Reprogramming Pancreatic Cancer

    Pamela Itkin-Ansari, Ph.D.

 

The Itkin-Ansari lab recently made the discovery that a single gene can halt pancreatic cancer tumor growth in animals and reprogram the cells back to their original identity. The results are especially exciting because a reprogramming approach has changed a once lethal leukemia, APL, into a completely treatable disease. Our goal is to develop a reprogramming strategy for pancreatic cancer.

 

1          Lee SH, Hao E, Kiselyuk A, Shapiro J, Shields D, Lowy A, Levine F, Itkin-Ansari  P.  2011. The Id3/E47 axis mediates cell cycle control in human pancreatic ducts and adenocarcinoma.  Molecular Cancer Research; 9(6):782-790 (cover feature) PMCID: 3954712.

 

2          Kim S, Lahmy R, Riha C, Yang C, Jakubison BL, van Niekerk J, Staub C, Wu Y, Gates K, Dong DS, Konieczny SF, Itkin-Ansari P. 2015 The Basic Helix-Loop-Helix Transcription Factor E47 Reprograms Human Pancreatic Cancer Cells to a Quiescent Acinar State With Reduced Tumorigenic Potential. Pancreas. Jul;44(5):718-27. doi: 10.1097 PMCID:4464938.

 

 

To exploit the previously unrecognized plasticity of pancreatic cancer cells and translate our findings to the clinic we must identify a drug, or drugs, that will accomplish what we did genetically in mice.

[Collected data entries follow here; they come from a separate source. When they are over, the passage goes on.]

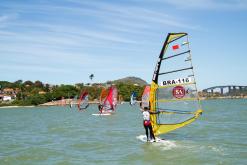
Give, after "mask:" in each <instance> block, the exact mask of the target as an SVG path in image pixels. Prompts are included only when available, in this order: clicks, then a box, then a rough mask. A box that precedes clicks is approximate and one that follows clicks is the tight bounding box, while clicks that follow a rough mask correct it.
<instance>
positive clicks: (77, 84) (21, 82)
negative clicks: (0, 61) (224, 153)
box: [0, 80, 145, 105]
mask: <svg viewBox="0 0 247 165" xmlns="http://www.w3.org/2000/svg"><path fill="white" fill-rule="evenodd" d="M114 85H115V86H116V87H117V89H118V95H119V96H120V97H121V98H122V101H129V100H130V95H131V93H132V92H136V94H137V99H138V100H140V99H141V95H142V92H143V90H144V87H145V86H137V85H134V84H132V83H130V82H126V83H124V82H119V83H116V84H114ZM106 86H110V84H107V83H102V84H96V83H95V84H90V85H88V84H87V85H85V84H83V83H78V84H75V85H65V84H62V85H50V84H46V83H43V82H41V81H39V80H37V81H34V82H32V81H30V80H28V81H25V82H23V81H22V80H18V81H15V82H8V81H0V90H1V93H3V91H4V89H6V88H10V89H13V90H14V91H13V92H12V96H15V99H14V101H12V102H11V103H8V104H11V105H39V104H43V103H46V102H50V101H56V100H61V99H62V98H64V99H73V98H76V97H78V98H79V96H80V93H81V92H82V91H84V90H86V91H88V93H89V100H90V101H95V100H98V99H99V96H100V93H101V90H102V88H103V87H106ZM5 104H6V103H3V102H2V105H5Z"/></svg>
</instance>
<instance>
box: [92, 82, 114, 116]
mask: <svg viewBox="0 0 247 165" xmlns="http://www.w3.org/2000/svg"><path fill="white" fill-rule="evenodd" d="M117 99H118V91H117V88H116V87H115V86H111V87H110V88H109V89H108V90H107V89H105V88H103V89H102V91H101V94H100V104H99V113H98V114H92V115H111V114H112V113H114V112H115V111H116V107H117V102H118V100H117Z"/></svg>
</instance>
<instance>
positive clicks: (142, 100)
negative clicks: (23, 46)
mask: <svg viewBox="0 0 247 165" xmlns="http://www.w3.org/2000/svg"><path fill="white" fill-rule="evenodd" d="M149 97H150V86H145V88H144V91H143V93H142V103H141V108H142V109H144V107H148V108H149Z"/></svg>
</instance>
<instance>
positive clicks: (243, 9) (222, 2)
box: [157, 0, 247, 10]
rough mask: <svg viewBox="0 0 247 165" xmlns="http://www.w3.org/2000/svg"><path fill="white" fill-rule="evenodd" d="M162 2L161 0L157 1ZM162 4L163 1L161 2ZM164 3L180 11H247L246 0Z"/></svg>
mask: <svg viewBox="0 0 247 165" xmlns="http://www.w3.org/2000/svg"><path fill="white" fill-rule="evenodd" d="M157 1H160V0H157ZM160 2H161V1H160ZM162 2H164V3H167V4H170V5H173V6H175V7H177V8H180V9H196V10H201V9H207V10H214V9H220V10H246V9H247V1H246V0H228V1H225V0H187V1H182V0H172V1H171V0H164V1H162Z"/></svg>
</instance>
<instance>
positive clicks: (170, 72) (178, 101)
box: [150, 33, 202, 135]
mask: <svg viewBox="0 0 247 165" xmlns="http://www.w3.org/2000/svg"><path fill="white" fill-rule="evenodd" d="M150 103H151V106H150V108H151V109H150V111H151V112H158V111H160V113H159V114H155V115H151V122H152V126H153V131H154V134H155V135H160V134H164V133H167V132H170V131H173V130H175V129H178V128H181V127H184V126H186V125H188V124H190V123H192V122H193V121H195V120H196V119H197V118H198V117H199V116H200V114H201V113H202V109H201V103H200V99H199V96H198V92H197V87H196V80H195V75H194V71H193V65H192V59H191V51H190V46H189V41H188V34H187V33H169V34H168V36H167V38H166V40H165V42H164V45H163V48H162V50H161V53H160V55H159V58H158V61H157V64H156V67H155V71H154V74H153V78H152V83H151V90H150Z"/></svg>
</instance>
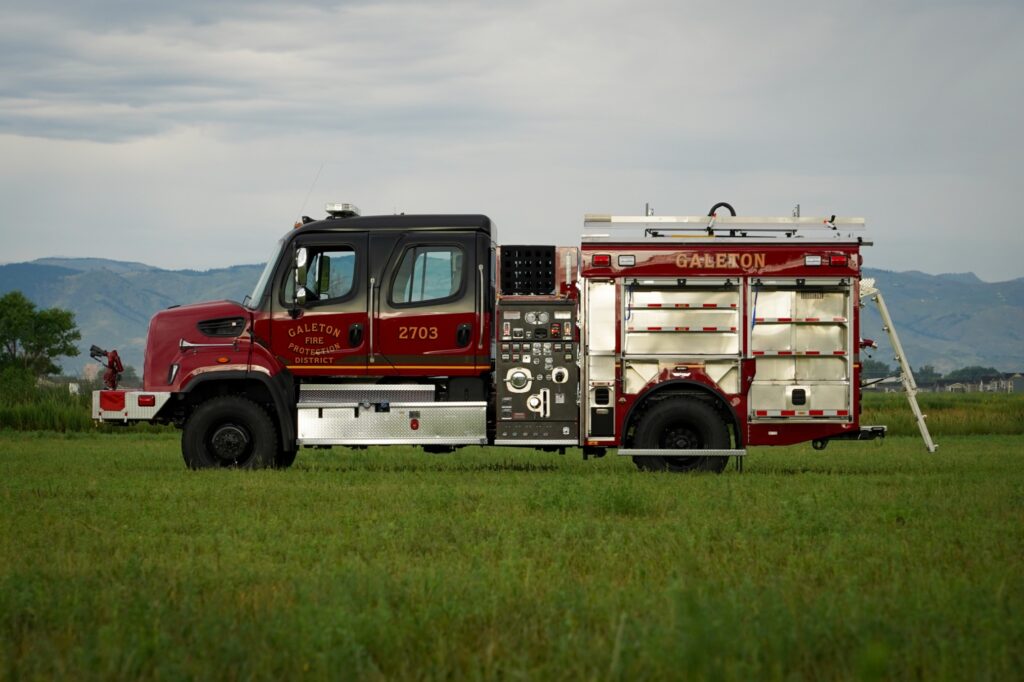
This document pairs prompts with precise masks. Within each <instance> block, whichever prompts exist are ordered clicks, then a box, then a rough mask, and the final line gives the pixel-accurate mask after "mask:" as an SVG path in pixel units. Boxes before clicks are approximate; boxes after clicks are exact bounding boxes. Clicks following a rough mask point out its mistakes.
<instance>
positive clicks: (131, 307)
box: [0, 258, 263, 374]
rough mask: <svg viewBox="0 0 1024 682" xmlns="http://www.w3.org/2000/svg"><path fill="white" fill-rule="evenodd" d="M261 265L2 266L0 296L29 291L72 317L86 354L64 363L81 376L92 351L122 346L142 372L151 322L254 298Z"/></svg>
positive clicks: (38, 265) (38, 260)
mask: <svg viewBox="0 0 1024 682" xmlns="http://www.w3.org/2000/svg"><path fill="white" fill-rule="evenodd" d="M262 269H263V266H262V265H234V266H232V267H223V268H218V269H213V270H203V271H200V270H165V269H161V268H159V267H153V266H150V265H143V264H142V263H128V262H121V261H116V260H105V259H100V258H43V259H41V260H36V261H32V262H30V263H11V264H8V265H0V295H3V294H6V293H7V292H8V291H11V290H15V289H16V290H19V291H22V292H24V293H25V295H26V296H28V297H29V298H30V299H31V300H32V301H33V302H35V303H36V305H38V306H41V307H47V308H48V307H52V306H57V307H61V308H67V309H69V310H72V311H74V312H75V321H76V322H77V323H78V327H79V329H80V330H81V332H82V341H81V342H80V343H79V349H80V350H81V354H80V355H79V356H78V357H72V358H66V359H65V360H63V367H65V369H66V370H67V371H68V372H70V373H75V374H77V373H78V372H79V371H80V370H81V369H82V368H83V367H84V366H85V365H88V364H89V363H91V361H92V360H91V359H90V358H89V346H90V345H92V344H96V345H98V346H101V347H103V348H117V349H118V352H120V354H121V357H122V358H123V360H124V363H125V365H131V366H133V367H135V368H136V369H137V370H138V371H139V373H141V371H142V352H143V349H144V347H145V334H146V331H147V330H148V326H150V318H151V317H152V316H153V315H154V313H156V312H158V311H160V310H163V309H164V308H167V307H170V306H172V305H181V304H184V303H196V302H199V301H210V300H223V299H230V300H236V301H241V300H242V299H243V298H244V297H245V296H246V295H247V294H249V293H250V292H252V289H253V287H254V286H255V285H256V280H257V279H259V274H260V271H261V270H262Z"/></svg>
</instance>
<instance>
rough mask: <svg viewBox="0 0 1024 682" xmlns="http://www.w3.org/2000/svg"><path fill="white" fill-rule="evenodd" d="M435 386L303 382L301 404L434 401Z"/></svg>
mask: <svg viewBox="0 0 1024 682" xmlns="http://www.w3.org/2000/svg"><path fill="white" fill-rule="evenodd" d="M433 400H434V387H433V386H431V385H425V384H303V385H302V386H300V387H299V406H300V407H301V406H302V404H304V403H321V404H325V403H339V402H433Z"/></svg>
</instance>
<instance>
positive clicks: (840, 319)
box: [754, 317, 850, 325]
mask: <svg viewBox="0 0 1024 682" xmlns="http://www.w3.org/2000/svg"><path fill="white" fill-rule="evenodd" d="M848 322H850V321H849V319H847V318H846V317H755V318H754V324H755V325H845V324H847V323H848Z"/></svg>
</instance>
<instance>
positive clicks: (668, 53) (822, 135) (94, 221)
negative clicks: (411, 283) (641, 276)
mask: <svg viewBox="0 0 1024 682" xmlns="http://www.w3.org/2000/svg"><path fill="white" fill-rule="evenodd" d="M1022 36H1024V3H1022V2H1020V0H1013V1H1007V2H997V1H988V2H954V1H943V0H927V1H920V2H918V1H910V0H907V1H899V0H894V1H891V2H874V3H864V2H849V3H847V2H822V1H821V0H817V1H814V2H792V1H785V2H763V1H752V2H724V1H712V2H681V1H667V2H641V1H633V2H605V1H601V0H587V1H579V2H575V1H565V2H563V1H558V0H547V1H537V2H534V1H529V0H526V1H522V2H510V3H483V2H444V3H415V2H367V3H362V2H341V3H337V2H326V1H323V2H315V1H314V2H301V1H299V2H296V1H293V2H288V3H284V2H250V1H243V0H238V1H236V2H216V3H211V2H208V1H206V0H204V1H198V0H175V1H174V2H167V1H166V0H161V2H140V1H134V0H94V1H90V0H78V1H74V2H72V1H67V2H60V1H50V0H33V1H32V2H20V1H18V0H14V1H13V2H11V1H7V2H4V3H3V4H2V5H0V159H2V162H0V206H2V209H3V210H2V214H0V262H11V261H22V260H31V259H34V258H39V257H45V256H104V257H110V258H117V259H123V260H138V261H142V262H145V263H150V264H154V265H160V266H164V267H174V268H179V267H194V268H209V267H217V266H223V265H232V264H238V263H250V262H259V261H262V260H264V259H265V258H266V256H267V254H268V252H269V251H270V249H271V248H272V246H273V244H274V242H275V240H276V239H278V238H279V237H281V235H282V233H284V232H285V231H286V230H287V229H289V228H290V226H291V224H292V222H293V221H294V220H295V219H296V217H298V216H299V215H301V214H302V213H305V214H307V215H311V216H314V217H319V216H322V215H323V209H324V204H325V202H328V201H331V202H334V201H348V202H353V203H355V204H356V205H358V206H359V207H360V208H361V209H362V211H364V213H365V214H373V213H391V212H395V211H398V212H407V213H415V212H466V213H469V212H473V213H476V212H480V213H486V214H487V215H489V216H490V217H492V218H493V219H494V220H495V221H496V222H497V223H498V226H499V239H500V241H501V242H503V243H506V244H512V243H518V244H522V243H557V244H573V243H575V241H577V240H578V238H579V233H580V231H581V229H582V221H583V214H584V213H587V212H599V213H623V214H640V213H642V211H643V207H644V204H645V203H648V202H649V203H650V205H651V206H652V207H653V209H654V211H655V212H656V213H657V214H659V215H692V214H700V213H705V212H707V210H708V209H709V208H710V207H711V205H712V204H714V203H715V202H718V201H727V202H730V203H732V204H733V205H734V206H735V207H736V208H737V210H738V211H739V212H740V213H741V214H748V215H788V214H790V213H791V211H792V210H793V207H794V205H796V204H798V203H799V204H801V206H802V211H803V214H804V215H827V214H833V213H836V214H839V215H842V216H863V217H864V218H866V219H867V221H868V228H869V235H870V239H872V240H873V241H874V243H876V246H874V247H873V248H872V249H870V250H868V251H867V253H866V255H865V262H866V264H867V265H870V266H874V267H884V268H888V269H897V270H905V269H920V270H925V271H928V272H951V271H967V270H973V271H975V272H977V273H978V274H979V276H981V278H982V279H984V280H988V281H999V280H1008V279H1013V278H1019V276H1024V258H1022V253H1024V237H1022V235H1024V225H1022V224H1021V220H1020V217H1019V216H1020V215H1021V211H1022V204H1021V194H1022V190H1024V181H1022V180H1024V173H1022V171H1021V164H1022V163H1024V142H1022V139H1024V135H1022V132H1021V121H1022V120H1024V115H1022V110H1024V76H1022V73H1024V39H1022ZM321 169H322V170H321ZM317 172H318V178H317V177H316V176H317ZM314 178H316V180H315V183H314ZM307 196H308V198H307Z"/></svg>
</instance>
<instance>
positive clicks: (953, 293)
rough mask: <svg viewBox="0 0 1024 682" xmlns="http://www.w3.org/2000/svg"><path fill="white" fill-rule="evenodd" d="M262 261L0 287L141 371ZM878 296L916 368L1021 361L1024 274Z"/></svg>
mask: <svg viewBox="0 0 1024 682" xmlns="http://www.w3.org/2000/svg"><path fill="white" fill-rule="evenodd" d="M262 267H263V266H262V265H233V266H230V267H222V268H217V269H212V270H165V269H162V268H159V267H153V266H151V265H145V264H143V263H134V262H125V261H117V260H106V259H102V258H43V259H40V260H35V261H32V262H27V263H9V264H5V265H0V295H3V294H5V293H7V292H8V291H12V290H19V291H22V292H23V293H24V294H25V295H26V296H28V297H29V299H31V300H32V301H33V302H35V303H36V305H38V306H40V307H53V306H56V307H60V308H66V309H69V310H72V311H74V313H75V318H76V322H77V324H78V326H79V329H80V330H81V332H82V341H81V342H80V344H79V347H80V349H81V350H82V354H81V355H79V356H77V357H72V358H63V367H65V369H66V371H67V372H69V373H72V374H77V373H78V372H80V371H81V370H82V368H83V367H84V366H85V365H87V364H89V363H91V360H90V359H89V354H88V348H89V346H90V345H91V344H96V345H98V346H101V347H103V348H117V349H118V351H119V352H120V353H121V356H122V357H123V359H124V361H125V364H126V365H131V366H134V367H135V368H137V369H139V370H141V367H142V352H143V349H144V346H145V334H146V329H147V327H148V322H150V317H152V316H153V314H154V313H155V312H157V311H159V310H162V309H164V308H167V307H169V306H171V305H178V304H183V303H193V302H199V301H208V300H220V299H232V300H237V301H241V300H242V299H243V298H244V297H245V296H246V294H248V293H250V291H251V290H252V288H253V286H254V285H255V284H256V280H257V279H258V278H259V274H260V271H261V270H262ZM864 276H865V278H874V280H876V282H877V284H878V287H879V289H880V291H881V292H882V294H883V296H884V297H885V300H886V303H887V305H888V307H889V311H890V313H891V314H892V317H893V319H894V322H895V325H896V330H897V332H898V333H899V336H900V340H901V341H902V343H903V347H904V350H905V351H906V354H907V356H908V357H909V359H910V363H911V365H912V366H913V367H915V368H916V367H922V366H925V365H931V366H933V367H934V368H935V369H936V370H938V371H939V372H943V373H946V372H949V371H951V370H954V369H958V368H962V367H967V366H972V365H981V366H984V367H994V368H995V369H997V370H1000V371H1004V372H1019V371H1021V370H1024V278H1022V279H1018V280H1012V281H1010V282H998V283H986V282H982V281H981V280H979V279H978V278H977V276H976V275H975V274H973V273H971V272H966V273H953V274H927V273H925V272H918V271H908V272H892V271H888V270H876V269H870V268H865V269H864ZM864 311H865V312H864V317H863V329H862V331H861V336H864V337H867V338H871V339H874V340H876V341H877V342H878V343H879V346H880V349H879V350H878V351H876V352H874V358H876V359H879V360H882V361H885V363H887V364H889V365H894V363H893V356H894V353H893V351H892V349H891V348H890V347H889V342H888V338H887V336H886V334H885V332H884V331H883V329H882V321H881V318H880V316H879V314H878V311H877V309H876V307H874V305H870V304H869V305H867V307H865V308H864Z"/></svg>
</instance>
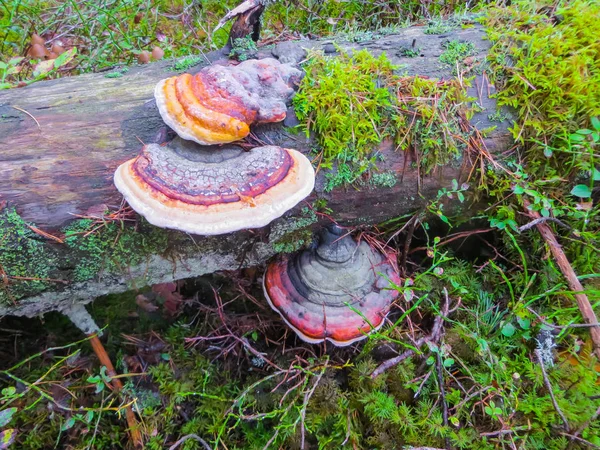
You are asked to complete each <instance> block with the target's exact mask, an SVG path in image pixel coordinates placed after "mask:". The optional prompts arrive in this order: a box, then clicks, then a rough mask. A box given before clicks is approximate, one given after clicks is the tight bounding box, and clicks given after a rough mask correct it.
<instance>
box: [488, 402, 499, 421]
mask: <svg viewBox="0 0 600 450" xmlns="http://www.w3.org/2000/svg"><path fill="white" fill-rule="evenodd" d="M484 410H485V413H486V414H487V415H488V416H490V417H491V418H492V420H500V418H501V417H502V408H499V407H498V406H496V403H494V401H493V400H491V401H490V404H489V405H487V406H486V407H485V408H484Z"/></svg>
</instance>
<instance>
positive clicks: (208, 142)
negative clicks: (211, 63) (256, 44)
mask: <svg viewBox="0 0 600 450" xmlns="http://www.w3.org/2000/svg"><path fill="white" fill-rule="evenodd" d="M301 76H302V72H300V71H299V70H298V69H295V68H294V67H292V66H289V65H286V64H281V63H280V62H279V61H277V60H276V59H273V58H266V59H260V60H256V59H253V60H248V61H244V62H243V63H241V64H238V65H237V66H219V65H215V66H208V67H206V68H204V69H202V70H201V71H200V72H198V73H197V74H195V75H190V74H188V73H184V74H182V75H178V76H175V77H171V78H167V79H166V80H162V81H160V82H159V83H158V84H157V85H156V88H155V90H154V96H155V98H156V104H157V106H158V110H159V112H160V115H161V117H162V118H163V120H164V121H165V123H166V124H167V125H168V126H169V127H171V128H172V129H173V130H174V131H175V132H176V133H177V134H178V135H179V136H180V137H181V138H183V139H188V140H192V141H195V142H197V143H199V144H202V145H211V144H222V143H228V142H234V141H237V140H239V139H243V138H244V137H246V136H247V135H248V133H249V132H250V125H252V124H255V123H268V122H279V121H282V120H283V119H285V114H286V110H287V107H286V102H287V101H288V100H289V99H290V98H291V96H292V95H293V93H294V87H295V86H296V85H297V84H298V82H299V81H300V79H301Z"/></svg>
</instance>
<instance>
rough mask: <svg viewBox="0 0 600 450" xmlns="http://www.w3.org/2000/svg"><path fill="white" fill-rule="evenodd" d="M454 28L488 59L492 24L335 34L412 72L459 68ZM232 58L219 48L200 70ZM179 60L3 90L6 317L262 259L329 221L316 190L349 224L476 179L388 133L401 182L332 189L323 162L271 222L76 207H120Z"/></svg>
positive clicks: (152, 130) (480, 84) (261, 50)
mask: <svg viewBox="0 0 600 450" xmlns="http://www.w3.org/2000/svg"><path fill="white" fill-rule="evenodd" d="M449 40H460V41H468V42H472V43H473V45H474V46H475V48H476V51H477V54H476V55H475V58H478V59H479V60H484V59H485V56H486V52H487V50H488V49H489V46H490V44H489V42H488V41H486V40H485V32H484V31H483V30H482V28H481V27H479V26H474V27H472V28H469V29H460V30H455V31H452V32H449V33H446V34H444V35H427V34H424V33H423V28H419V27H413V28H408V29H406V30H403V31H401V32H399V33H397V34H391V35H387V36H376V37H375V38H374V39H372V40H369V41H362V42H354V43H352V42H339V43H338V42H336V44H338V45H339V46H340V47H341V48H343V49H363V48H366V49H368V50H370V51H371V52H372V53H373V54H375V55H379V54H380V53H382V52H386V53H387V55H388V57H389V58H390V60H391V61H392V62H393V63H395V64H399V65H403V66H404V67H405V69H403V70H405V71H406V73H407V74H409V75H419V76H426V77H429V78H446V79H448V78H451V77H452V74H451V72H452V68H451V67H449V66H446V65H444V64H442V63H440V61H439V56H440V54H442V52H443V51H444V48H443V43H444V42H447V41H449ZM333 42H334V41H333V40H331V39H330V40H323V41H294V42H284V43H281V44H278V45H277V46H275V47H272V48H264V49H262V50H261V51H260V54H259V57H266V56H270V57H276V58H279V59H280V60H282V61H283V62H294V63H295V62H298V61H300V60H302V59H303V58H304V57H305V50H304V49H308V48H321V49H323V50H324V51H325V53H328V52H329V53H334V52H335V47H334V46H333V45H332V43H333ZM406 48H414V49H418V50H419V55H418V56H416V57H412V58H409V57H404V56H402V55H404V54H405V53H406V52H405V51H403V49H406ZM223 58H224V56H223V54H222V53H220V52H214V53H212V54H209V55H207V57H206V60H205V62H203V63H201V64H199V65H197V66H195V67H193V68H191V70H190V71H191V72H195V71H198V70H199V69H200V68H201V67H203V66H204V65H206V64H210V62H211V61H215V60H217V59H223ZM173 64H174V62H173V61H164V62H159V63H155V64H150V65H147V66H139V67H132V68H130V70H129V71H128V72H127V73H126V74H124V75H123V76H121V77H119V78H108V77H106V75H105V74H103V73H98V74H90V75H82V76H79V77H72V78H64V79H59V80H53V81H46V82H39V83H36V84H33V85H31V86H29V87H26V88H22V89H13V90H10V91H4V92H2V93H0V162H1V164H0V316H1V315H5V314H15V315H26V316H34V315H37V314H41V313H44V312H47V311H50V310H61V309H64V308H66V307H68V306H70V305H71V304H73V303H86V302H89V301H91V300H93V298H95V297H97V296H100V295H104V294H108V293H115V292H120V291H125V290H127V289H131V288H136V287H142V286H145V285H148V284H153V283H161V282H167V281H171V280H175V279H181V278H185V277H191V276H197V275H202V274H205V273H211V272H214V271H218V270H231V269H237V268H239V267H243V266H251V265H257V264H261V263H264V262H265V261H266V260H267V259H268V258H270V257H271V256H273V255H274V254H275V253H277V252H278V251H285V250H292V249H293V247H294V246H295V244H297V243H301V242H302V241H303V240H304V241H306V240H308V239H309V236H310V229H311V228H314V227H316V226H318V224H319V222H320V223H325V222H326V221H327V220H329V219H326V218H320V219H319V218H318V217H317V216H316V215H315V214H314V212H313V211H312V210H311V208H310V207H309V206H311V205H312V204H313V202H314V201H315V200H316V199H321V198H322V199H325V200H326V202H327V207H328V208H329V209H330V210H331V211H332V213H331V217H332V218H333V219H334V220H336V221H338V222H340V223H341V224H344V225H351V226H356V225H361V224H374V223H378V222H381V221H383V220H386V219H389V218H392V217H396V216H398V215H402V214H406V213H408V212H410V211H413V210H415V209H417V208H418V207H419V206H421V205H422V204H423V202H425V201H426V200H427V199H431V198H433V197H435V195H436V193H437V190H438V188H439V187H440V186H447V185H449V184H450V180H452V179H460V178H461V176H462V177H463V179H464V174H461V167H460V163H458V164H456V165H451V166H447V167H440V168H437V169H436V170H435V171H433V172H432V173H431V174H429V175H428V176H425V177H422V176H421V179H419V178H420V175H422V174H419V173H418V172H417V170H416V169H414V168H413V164H412V161H408V164H405V161H404V157H405V154H404V153H402V152H397V151H395V149H394V147H393V145H391V144H389V143H388V144H386V145H382V147H381V149H380V152H381V154H382V155H383V156H384V160H383V161H381V162H380V163H378V169H379V170H381V171H385V172H388V171H391V172H393V173H395V174H396V175H397V182H396V183H395V184H394V185H393V186H391V187H382V186H364V187H360V188H359V189H355V188H354V187H348V188H338V189H335V190H334V191H333V192H328V193H326V192H324V174H323V171H321V172H320V173H319V175H318V180H317V187H316V189H315V192H314V193H313V195H312V196H311V197H310V198H309V199H307V201H306V202H303V203H302V204H300V205H299V206H298V207H296V208H295V209H294V210H293V211H291V212H290V213H289V214H287V215H286V216H285V217H283V218H281V219H279V220H277V221H275V222H274V223H273V224H271V226H269V227H266V228H264V229H260V230H250V231H241V232H238V233H232V234H230V235H225V236H217V237H208V238H207V237H200V236H190V235H187V234H185V233H179V232H174V231H167V230H159V229H157V228H155V227H152V226H150V225H148V224H147V223H145V222H144V221H143V220H142V221H138V222H137V223H136V224H135V225H131V224H130V223H124V224H121V223H114V222H113V223H110V224H103V225H102V226H101V227H100V228H98V226H97V224H96V225H94V224H93V223H92V222H91V221H89V220H88V221H86V220H82V219H77V218H76V217H75V216H74V215H86V214H89V212H90V211H96V213H97V212H98V211H99V210H100V211H101V210H102V209H103V208H106V207H108V208H109V209H112V210H115V209H118V207H119V205H120V203H121V196H120V195H119V193H118V192H117V191H116V189H115V187H114V185H113V183H112V177H113V172H114V171H115V169H116V168H117V166H118V165H119V164H121V163H122V162H124V161H125V160H127V159H130V158H132V157H133V156H135V155H136V153H137V152H138V151H139V149H140V141H142V142H156V141H157V140H158V139H159V138H158V137H157V136H160V135H161V134H162V135H163V136H164V132H165V126H164V124H163V122H162V120H161V118H160V116H159V114H158V111H157V109H156V105H155V103H154V100H153V96H152V92H153V88H154V85H155V84H156V82H157V81H159V80H160V79H162V78H165V77H167V76H172V75H173V74H175V73H176V72H174V71H173V70H172V66H173ZM490 93H493V86H491V85H489V82H488V81H487V78H486V77H484V76H481V75H478V76H477V77H476V79H475V81H474V82H473V87H472V88H471V91H470V95H471V96H473V97H475V98H476V99H477V102H478V103H479V104H480V106H481V107H482V108H483V111H482V112H480V113H478V114H476V116H475V117H474V118H473V120H472V122H473V124H474V125H475V126H476V127H477V128H479V129H487V128H489V127H492V126H494V125H496V126H497V128H496V130H495V131H493V132H492V133H491V134H488V136H487V138H486V140H485V143H486V145H487V148H488V150H490V151H491V152H499V151H504V150H506V149H507V148H508V147H509V146H510V145H512V140H511V137H510V134H509V133H508V131H507V125H508V124H507V123H490V121H489V120H488V115H490V114H493V113H494V112H496V104H495V102H494V101H493V100H492V99H490V98H489V94H490ZM23 111H27V113H29V114H26V113H25V112H23ZM33 117H35V120H34V119H33ZM36 121H37V122H36ZM38 124H39V125H38ZM255 134H256V135H257V136H258V137H259V138H260V139H262V140H263V141H265V142H268V143H274V144H278V145H282V146H286V147H291V148H295V149H298V150H301V151H303V152H305V153H308V152H309V149H310V148H311V145H312V143H311V141H310V139H306V138H304V137H303V136H302V135H294V134H290V133H289V132H288V131H287V130H286V128H285V127H284V126H282V125H271V126H263V127H259V128H258V129H257V130H255ZM407 157H409V156H407ZM463 169H464V167H463ZM32 227H33V228H32ZM94 227H95V228H94ZM39 230H43V231H44V232H47V233H51V234H53V235H55V236H58V237H59V238H60V241H61V242H59V241H56V240H53V239H51V238H48V237H44V236H43V235H42V234H40V232H39Z"/></svg>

Therefore, we developed a platform to screen thousands drugs for potential reprogramming capability in PDA. The manuscript describing development of the screen is now in press.

 

3          Villiarino R, Signaevskaia, L, van Niekerk J , Medal R, Kim H, Lahmy R, Kathleen Scully K, Pinkerton A, Kim SW, Lowy A, Itkin-Ansari P. 2017. A screen for inducers of bHLH activity identifies pitavastatin as a regulator of p21, Rb phosphorylation and E2F target gene expression in pancreatic cancer. Oncotarget in press

 

 

From an early test of the screen using known drugs, we identified 3 that impact pathways of interest. In follow up studies we will determine the mechanisms and degree to which these compounds act on pancreatic cancer cells, singly and in combinations. In parallel, the lab is studying key elements of the reprogramming process in order to identify new drug targets.